Ab der zweiten Augustwoche findet dann bis in den November hinein fast jede Nacht ein beeindruckendes Naturschauspiel am Kalkberg statt: Die Schwärmzeit der verschiedenen Fledermausarten. In dieser Phase des Fledermausjahres zeigen die Alttiere den Jungtieren ihre zukünftigen Winterquartiere und besuchen alle ihnen bekannten Winterschlafplätze. Es herrscht dabei ein reges Kommen und Gehen, an einigen Tagen fliegen die Tiere sogar tagsüber in der Kalkberghöhle umher. Den Anfang machen jedes Jahr im August die Wasserfledermäuse. Im September folgen dann die Bechstein- und die Teichfledermäuse, ab Oktober verstärkt die Fransenfledermäuse. In Spitzennächten werden weit über 2.000 Fledermäuse an den Einflügen registriert. Ab September überlappen sich diese Schwärmzeiten mit der Einwanderungsphase der Winterschläfer, wobei zumeist die Weibchen vor den Männchen und den Jungtieren in den Winterschlaf gehen.
In den Herbst- und Wintermonaten dient die Segeberger Kalkberghöhle den Fledermäusen außerdem noch als Balz- und Paarungsquartier. Hier kommen viele Weibchen und Männchen einer Fledermausart an einem Ort zusammen, deshalb findet die Fortpflanzung der meisten Fledermausarten auch in den Winterquartieren wie der Segeberger Kalkberghöhle statt.
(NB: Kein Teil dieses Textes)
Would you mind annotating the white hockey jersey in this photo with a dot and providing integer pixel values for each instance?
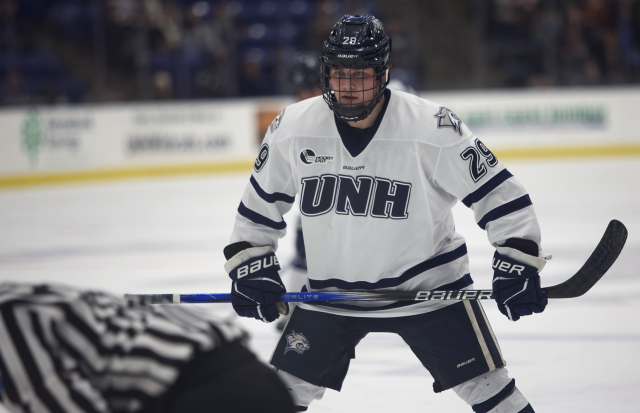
(378, 217)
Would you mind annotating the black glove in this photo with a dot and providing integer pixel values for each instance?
(256, 282)
(516, 283)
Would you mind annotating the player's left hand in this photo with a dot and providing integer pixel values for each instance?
(516, 283)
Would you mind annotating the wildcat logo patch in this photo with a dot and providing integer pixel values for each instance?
(276, 122)
(448, 119)
(297, 342)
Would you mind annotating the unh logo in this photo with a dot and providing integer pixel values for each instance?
(360, 196)
(297, 342)
(309, 157)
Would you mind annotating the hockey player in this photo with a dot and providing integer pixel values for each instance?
(378, 172)
(68, 351)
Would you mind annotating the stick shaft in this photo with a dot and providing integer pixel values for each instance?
(337, 296)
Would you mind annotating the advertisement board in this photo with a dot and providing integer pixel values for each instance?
(86, 142)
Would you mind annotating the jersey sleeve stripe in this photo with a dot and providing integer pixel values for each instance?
(459, 284)
(271, 198)
(414, 271)
(260, 219)
(505, 209)
(484, 190)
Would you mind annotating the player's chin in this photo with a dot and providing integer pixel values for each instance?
(350, 102)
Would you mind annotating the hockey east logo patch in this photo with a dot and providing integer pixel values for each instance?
(309, 157)
(297, 342)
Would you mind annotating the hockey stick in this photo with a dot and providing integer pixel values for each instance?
(596, 266)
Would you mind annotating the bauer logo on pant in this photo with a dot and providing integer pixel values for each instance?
(296, 342)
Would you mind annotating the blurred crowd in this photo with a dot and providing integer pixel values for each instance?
(550, 43)
(59, 51)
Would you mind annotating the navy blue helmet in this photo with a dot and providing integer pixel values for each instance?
(355, 42)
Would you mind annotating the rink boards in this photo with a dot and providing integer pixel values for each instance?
(42, 145)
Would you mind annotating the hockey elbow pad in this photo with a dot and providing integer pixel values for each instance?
(516, 283)
(256, 284)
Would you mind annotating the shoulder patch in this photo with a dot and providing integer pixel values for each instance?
(263, 156)
(276, 121)
(448, 119)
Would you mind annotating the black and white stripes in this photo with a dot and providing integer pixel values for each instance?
(62, 350)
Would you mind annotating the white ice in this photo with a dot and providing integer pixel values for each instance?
(167, 235)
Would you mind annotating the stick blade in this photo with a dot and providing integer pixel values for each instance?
(596, 266)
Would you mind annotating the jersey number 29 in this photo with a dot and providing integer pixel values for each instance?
(474, 155)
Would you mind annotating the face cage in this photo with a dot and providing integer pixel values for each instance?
(359, 109)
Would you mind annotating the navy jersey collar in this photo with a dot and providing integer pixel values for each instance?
(354, 145)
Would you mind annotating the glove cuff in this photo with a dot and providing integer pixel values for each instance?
(506, 267)
(246, 255)
(522, 258)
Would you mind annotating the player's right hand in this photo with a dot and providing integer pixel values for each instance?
(516, 283)
(256, 284)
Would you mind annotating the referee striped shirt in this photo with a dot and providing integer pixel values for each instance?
(65, 350)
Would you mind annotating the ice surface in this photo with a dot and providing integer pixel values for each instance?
(166, 236)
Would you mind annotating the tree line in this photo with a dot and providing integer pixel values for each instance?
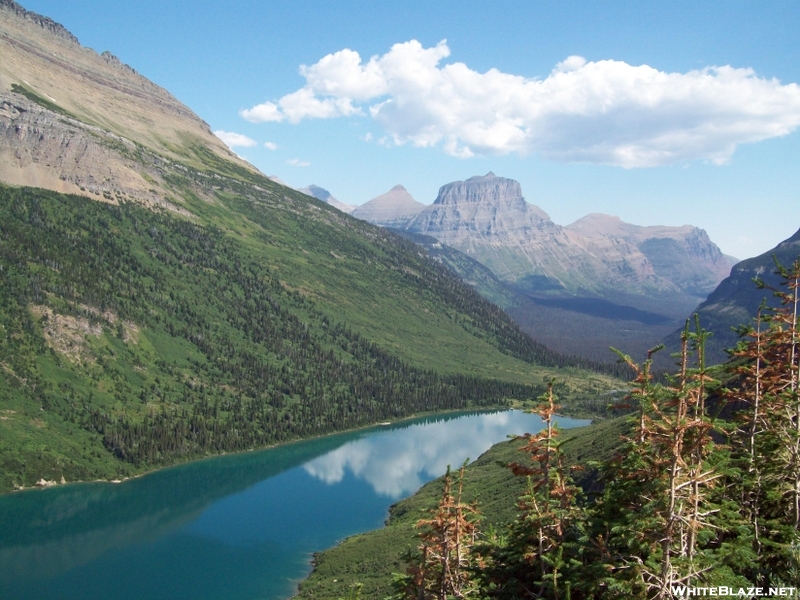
(703, 497)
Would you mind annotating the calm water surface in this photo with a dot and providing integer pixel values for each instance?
(234, 527)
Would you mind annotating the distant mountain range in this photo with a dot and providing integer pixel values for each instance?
(322, 194)
(161, 299)
(580, 288)
(736, 300)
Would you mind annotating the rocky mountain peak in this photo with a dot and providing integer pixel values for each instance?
(321, 193)
(488, 189)
(44, 22)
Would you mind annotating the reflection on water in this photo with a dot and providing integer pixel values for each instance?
(398, 463)
(239, 526)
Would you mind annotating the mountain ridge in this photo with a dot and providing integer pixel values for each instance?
(181, 303)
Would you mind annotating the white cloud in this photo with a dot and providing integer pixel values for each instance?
(235, 139)
(606, 112)
(262, 113)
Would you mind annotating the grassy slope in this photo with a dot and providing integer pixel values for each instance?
(371, 558)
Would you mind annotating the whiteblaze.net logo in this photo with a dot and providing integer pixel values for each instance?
(722, 591)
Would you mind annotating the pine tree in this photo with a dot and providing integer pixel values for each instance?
(540, 556)
(443, 567)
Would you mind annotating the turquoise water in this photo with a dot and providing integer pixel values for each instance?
(236, 527)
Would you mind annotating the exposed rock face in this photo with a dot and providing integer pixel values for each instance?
(683, 255)
(322, 194)
(76, 121)
(598, 256)
(736, 299)
(394, 209)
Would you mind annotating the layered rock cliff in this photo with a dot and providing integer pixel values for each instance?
(76, 121)
(598, 256)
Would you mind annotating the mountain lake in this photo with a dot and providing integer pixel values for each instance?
(241, 526)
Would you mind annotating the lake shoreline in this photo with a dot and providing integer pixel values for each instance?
(43, 484)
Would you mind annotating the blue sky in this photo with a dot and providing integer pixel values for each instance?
(653, 119)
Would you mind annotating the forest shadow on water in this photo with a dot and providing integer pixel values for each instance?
(236, 526)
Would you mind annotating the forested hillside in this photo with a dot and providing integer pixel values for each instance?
(132, 337)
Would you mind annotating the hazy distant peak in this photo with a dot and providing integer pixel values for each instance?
(489, 175)
(391, 209)
(277, 179)
(320, 193)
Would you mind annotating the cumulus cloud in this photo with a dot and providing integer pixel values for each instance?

Für die Partnersuche wird der Winterschlaf einfach unterbrochen und nach der Paarung weiter fortgesetzt.
Bis Mitte November ist das Gros der Fledermäuse zum Winterschlaf in das Felsmassiv des Segeberger Kalkberges eingeflogen, man kann aber immer wieder Flugaktivitäten an den lichtschrankenüberwachten Einflügen beobachten, besonders nach milden Wetterphasen. In der Regel verlassen die Fledermäuse das Höhlen- und Spaltensystem des Kalkberges jedoch erst wieder zum Frühjahr hin, wenn sich den Tieren neue Insektennahrung bietet und das Fledermausjahr beginnt wieder von vorne.